Doing that for the garage indoors and adding a dedicated circulator for that area will help the flow situation a bunch. 
Right now when your garage zone is calling for heat, all the flow in that loop is diverted through the floor along with everything else. I'd guess you're less than 2gpm at that point.  Running the garage as a secondary off the main loop would be relatively easy to do and not overly expensive  

You don't have many good options given the loop configuration and the 1" pex  
That loop really needed 1-1/4" in the first place.​


----------



## heaterman (Mar 3, 2015)

"Plumber does not necessarily mean knowledgeable in boilers."
karl[/quote]


Sad to say but what Karl said there is true in a great majority of installs. Licensed or not.
I'd say the percentage of installation we encounter which are just plain bad is close to 80%.  I swear most OWB installers, and dealers for that matter truly believe there is no reason  for anythinglarger than. 1" tube. They seem to have the notion they are in some kind of magic zone where the laws of physics do not apply.

Here's the tell on your installation.....
Ask the dealer, and then the installer to calculate the head in that house/garage loop.

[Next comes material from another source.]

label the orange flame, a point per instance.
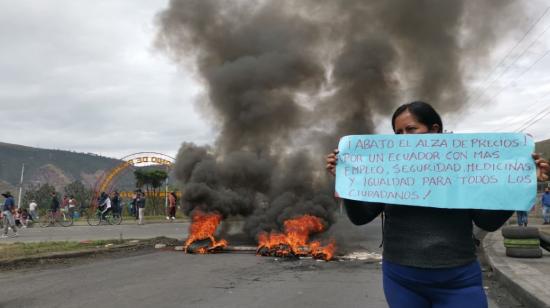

I'll wager you get a deer in the headlights look. 

Btw, I believe Karl is right about the automatic shutdown on your boiler if the water temp fails to rise. It thinks the fuel is gone because it sees no temp increase and shuts off the fan.

So.
1. You need a boiler protection device to keep boiler temp at 130-140.  That's going to mean not allowing all loads on at the same time so additional controls will be required.
2. Separate the garage loop as a secondary circuit off the main 1" going to the house.
3. As Slowzuki said, if all your zones are calling, there is no way the boiler is large enough to service that load. (Refer to item 1)


----------



## IACG (Mar 4, 2015)

slowzuki said:


> It sure seems to me that the house zone is pulling water from the Taco Mixing Valve, going around the boiler.  That's the only way I see how the cast iron suction feeding the house zone pump is cold while the boiler high temp is kicking on.
> 
> I think people missed the note about the T's and are taking the drawing to mean 4 connections to the boiler.  The mixing valve is drawn odd too, is this the actual valve orientation in the install?  I would expect the mixed leg discharging into the radiant load in the garage.

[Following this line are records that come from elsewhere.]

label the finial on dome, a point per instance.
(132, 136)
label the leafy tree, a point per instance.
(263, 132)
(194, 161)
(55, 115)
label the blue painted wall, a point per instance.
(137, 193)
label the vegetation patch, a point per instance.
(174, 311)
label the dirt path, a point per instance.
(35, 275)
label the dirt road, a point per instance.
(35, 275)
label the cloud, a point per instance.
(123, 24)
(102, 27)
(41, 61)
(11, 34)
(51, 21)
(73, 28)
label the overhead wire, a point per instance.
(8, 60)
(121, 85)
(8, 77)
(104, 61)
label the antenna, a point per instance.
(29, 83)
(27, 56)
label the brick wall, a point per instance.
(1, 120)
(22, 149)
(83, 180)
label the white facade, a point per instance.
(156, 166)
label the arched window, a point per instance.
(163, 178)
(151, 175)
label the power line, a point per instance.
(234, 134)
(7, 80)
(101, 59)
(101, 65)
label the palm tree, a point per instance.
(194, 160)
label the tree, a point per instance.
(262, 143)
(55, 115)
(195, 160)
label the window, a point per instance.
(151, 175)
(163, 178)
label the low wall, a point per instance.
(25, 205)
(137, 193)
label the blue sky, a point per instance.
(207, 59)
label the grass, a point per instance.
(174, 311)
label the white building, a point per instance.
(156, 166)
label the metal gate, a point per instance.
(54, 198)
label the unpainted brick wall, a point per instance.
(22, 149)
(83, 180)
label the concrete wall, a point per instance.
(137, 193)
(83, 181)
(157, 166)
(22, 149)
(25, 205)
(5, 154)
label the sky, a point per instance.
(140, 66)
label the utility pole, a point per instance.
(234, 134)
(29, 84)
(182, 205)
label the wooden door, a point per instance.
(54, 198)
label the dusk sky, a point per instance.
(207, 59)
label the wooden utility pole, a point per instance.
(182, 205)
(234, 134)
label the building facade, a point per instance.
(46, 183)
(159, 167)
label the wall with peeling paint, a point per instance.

Thanks for pointing out my mistake on the schematic.  I drew the valve in the wrong direction.  I've updated the schematic on the post above.

There are 4 connections to the boiler.  I have pictures up now to make sure everyone understands.


----------



## IACG (Mar 4, 2015)

maple1 said:


> I would be nervous having my near-boiler piping in pex like that, would feel much better with copper or black iron. And not 100% sure from the pic, but that looks like the kind of underground piping that might end up sending a lot of your heat into the ground eventually - are both lines together in the same cavity?
> 
> Is this a pressurized boiler/system?



Not pressurized.


----------



## IACG (Mar 4, 2015)

Smoke Signals said:


> Can you post a pic of the side arm?



In the picture I have the valve above the tank shut so that I'm not cooling the water in the tank.  The pump was circulating cool water.


----------



## IACG (Mar 4, 2015)

Smoke Signals said:


> What is the cord hanging down in pic #4, that's not for the circulator is it?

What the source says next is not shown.